The extra Kurtz scene was good. Kurtz, throwing all of those magazines promising a quick end to the war at Capt. Willard, is a particularly effective scene and a good example of how the US government slowly sold the US people on the stupidest war of the century. Kurtz lived through that lie for years, giving up everything, his career, his family, his friends, everything, to pursue a place in the special forces (Green Barets or the Airborne, I think, but I could be wrong) to serve his country. Remember, he authored a paper on how we could win the war by helping the people. The government and the VC both proved him wrong (the ‘diamond bullet right between the eyes’ quote), the government by fighting the war as a complete mess, the VC by chopping off all of the arms his men had innoculated.
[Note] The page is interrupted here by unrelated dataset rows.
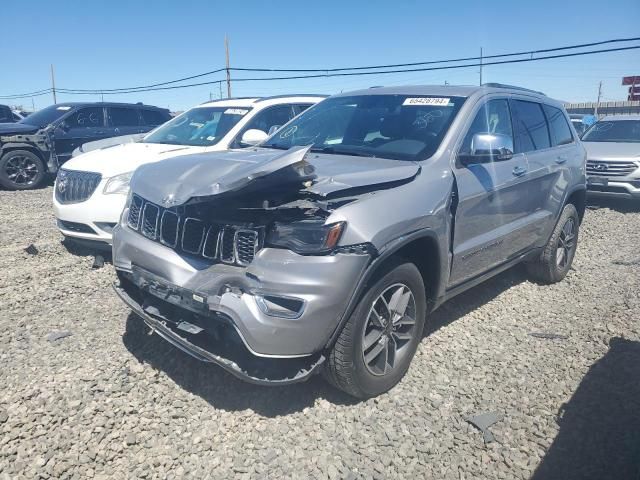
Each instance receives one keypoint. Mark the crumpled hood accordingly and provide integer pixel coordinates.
(179, 179)
(126, 157)
(17, 129)
(612, 151)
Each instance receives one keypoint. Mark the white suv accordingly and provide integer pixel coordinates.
(91, 189)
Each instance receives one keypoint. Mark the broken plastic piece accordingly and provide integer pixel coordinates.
(483, 421)
(98, 262)
(548, 336)
(31, 249)
(53, 336)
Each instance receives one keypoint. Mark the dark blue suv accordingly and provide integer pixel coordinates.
(45, 139)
And now we get to the essential point of the story, as I see it. Kurtz saw the VC as the perfect soldiers. Moral, disciplined, intelligent, but completely without remorse when it comes to war. His goal was to fight the war his way, with his kind of soldiers. But what kind of human can shut off his remorse as he cuts an arm off a six-year-old? When you can do that, you are no longer human. You are Homo sapiens sapiens, the most dangerous animal on Earth. ‘Apocalypse Now’ was his motto, a threat of what a war his way could accomplish. His final line, ‘The horror, the horror … ,’ was the last gasp of the human in Kurtz seeing what the inhuman in all of us could do. Kurtz was not evil, any more than the tiger that tried to eat the saucier was evil. Kurtz was a representation of the amoral, Nature Unbound, and the horror of life without moral cosequense.

AN and ANR are two of the few films that can affect me emotionally and intellectually at the same time. I love both, and I think either can stand alone.

The way I remember Copolla talking about the movie, Willard’s trip up the river was supposed to represent a trip back through Vietnam’s history. Starting off with the present war environment, moving back to the days when Vietnam was a French concern (the plantation), and finally back to the days when it was more “primitive” (Kurtz’ compound).

Yeah, those bastards. Uh… how exactly do you pronounce “redux”? I’ve been saying “ree-ducks” all this time.

Ummm…That’s actually the preferred way. Check out the Merriam-Webster site and type in redux. You can then have them pronounce it for you and it comes out ree-ducks.

Of course, there’s the French way which is more like ree-do.

Well, that’s another interpretation, but the author’s word (or director’s word, for that matter) is not the final say when it comes to interpreting an artistic work.

Which is how I pronounce it, you American pigdogs! I fart in your general direction! Now go away, or I shall taunt you a second time!

:smiley:

Yeah, I read something with Coppola saying something much to the same effect. I don’t really buy it. Do the extra scenes in Star Wars and Greedo shooting first make it a different movie, or even a different “version”? I don’t see it, but I’m willing to concede that other people do.

I have a quick question however. Does the tiger scene appear in the first movie? I’m having an argument with a friend. He says it does, because he remembers seeing it before. I pretty sure that it doesn’t.